Un article dans La Provence s’intéresse à notre action en prévision des municipales :

Avec Garo Hovsépian, la députée PS riposte à une droite déjà en piste pour les municipales de 2014

Cash, Sylvie Andrieux. Sans détour. « Cela paraîtra peut-être prétentieux, mais si je m’étais lancée dans les primaires à Marseille, ce n’aurait pas été pour exister, mais pour gagner. » Dès qu’on parle politique, le mode « guerrière » tourne à plein chez la députée socialiste des quartiers Nord. « Je ne désespère pas que la fédération et les candidats réfléchissent ensemble à un vrai programme. J’y participerai. Même si les esprits s’échauffent, les primaires sont le seul moyen d’apaiser et développer les idées. Il n’y a pas d’homme ou de femme providentiel. Notre responsabilité sera collective. Si on n’est pas ensemble, on perdra aux municipales et c’est tout une génération qui devra laisser sa place. »

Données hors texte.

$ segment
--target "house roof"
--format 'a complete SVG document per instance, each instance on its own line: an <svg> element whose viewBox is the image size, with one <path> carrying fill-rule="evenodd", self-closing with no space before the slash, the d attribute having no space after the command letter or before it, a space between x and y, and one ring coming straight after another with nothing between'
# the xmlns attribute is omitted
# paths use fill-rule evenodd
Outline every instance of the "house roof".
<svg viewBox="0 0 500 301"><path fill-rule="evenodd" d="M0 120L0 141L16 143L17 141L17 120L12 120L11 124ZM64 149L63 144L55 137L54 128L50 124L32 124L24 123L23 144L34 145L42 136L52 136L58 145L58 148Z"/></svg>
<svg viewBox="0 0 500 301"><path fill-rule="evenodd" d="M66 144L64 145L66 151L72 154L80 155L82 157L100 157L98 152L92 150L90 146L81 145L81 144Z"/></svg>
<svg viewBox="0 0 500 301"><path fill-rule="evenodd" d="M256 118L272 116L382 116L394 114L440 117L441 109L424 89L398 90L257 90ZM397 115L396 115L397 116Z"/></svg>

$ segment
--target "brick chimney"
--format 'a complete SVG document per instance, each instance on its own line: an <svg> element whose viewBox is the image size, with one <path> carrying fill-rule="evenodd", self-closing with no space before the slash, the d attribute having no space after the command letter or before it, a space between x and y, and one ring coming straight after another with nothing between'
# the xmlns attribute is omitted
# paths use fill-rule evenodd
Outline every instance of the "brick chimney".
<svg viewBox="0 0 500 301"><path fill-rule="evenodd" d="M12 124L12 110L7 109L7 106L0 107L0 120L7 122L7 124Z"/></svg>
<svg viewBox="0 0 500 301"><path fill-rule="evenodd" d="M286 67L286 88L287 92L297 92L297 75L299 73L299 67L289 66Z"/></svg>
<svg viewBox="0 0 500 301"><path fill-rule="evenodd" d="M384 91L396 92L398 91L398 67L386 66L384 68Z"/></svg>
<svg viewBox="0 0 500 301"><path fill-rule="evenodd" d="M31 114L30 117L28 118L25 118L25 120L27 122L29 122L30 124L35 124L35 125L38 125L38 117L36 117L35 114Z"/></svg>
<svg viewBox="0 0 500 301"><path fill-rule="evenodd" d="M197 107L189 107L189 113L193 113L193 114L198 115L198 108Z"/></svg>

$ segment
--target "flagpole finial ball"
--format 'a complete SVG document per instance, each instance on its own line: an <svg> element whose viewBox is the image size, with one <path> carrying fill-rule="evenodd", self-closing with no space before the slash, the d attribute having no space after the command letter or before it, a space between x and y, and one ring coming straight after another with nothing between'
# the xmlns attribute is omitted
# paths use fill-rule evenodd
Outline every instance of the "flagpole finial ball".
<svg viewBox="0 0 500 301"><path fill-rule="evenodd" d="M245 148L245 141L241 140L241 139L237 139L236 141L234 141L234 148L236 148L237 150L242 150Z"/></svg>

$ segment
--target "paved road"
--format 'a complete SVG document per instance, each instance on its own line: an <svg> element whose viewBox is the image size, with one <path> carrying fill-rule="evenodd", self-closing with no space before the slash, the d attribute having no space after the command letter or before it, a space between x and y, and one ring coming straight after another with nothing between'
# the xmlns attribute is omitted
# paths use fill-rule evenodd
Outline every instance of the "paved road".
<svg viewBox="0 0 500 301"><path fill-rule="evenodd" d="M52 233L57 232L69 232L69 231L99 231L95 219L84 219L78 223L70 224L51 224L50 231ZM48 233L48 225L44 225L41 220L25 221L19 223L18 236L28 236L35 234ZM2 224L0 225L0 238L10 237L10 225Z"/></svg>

À ses côtés, Garo Hovsépian, maire des 13e-14e et député suppléant, acquiesce, refuse les « questions d’amour propre. » Alors que l’UMP Richard Miron et le FN Stéphane Ravier, principaux adversaires de la gauche, se sont déjà positionnés pour les municipales dans ce secteur, ce qui n’est le cas nulle part ailleurs à Marseille, le duo fourbit ses armes. On sait très bien que « la droite espère profiter d’une période instable », note Garo Hovsépian.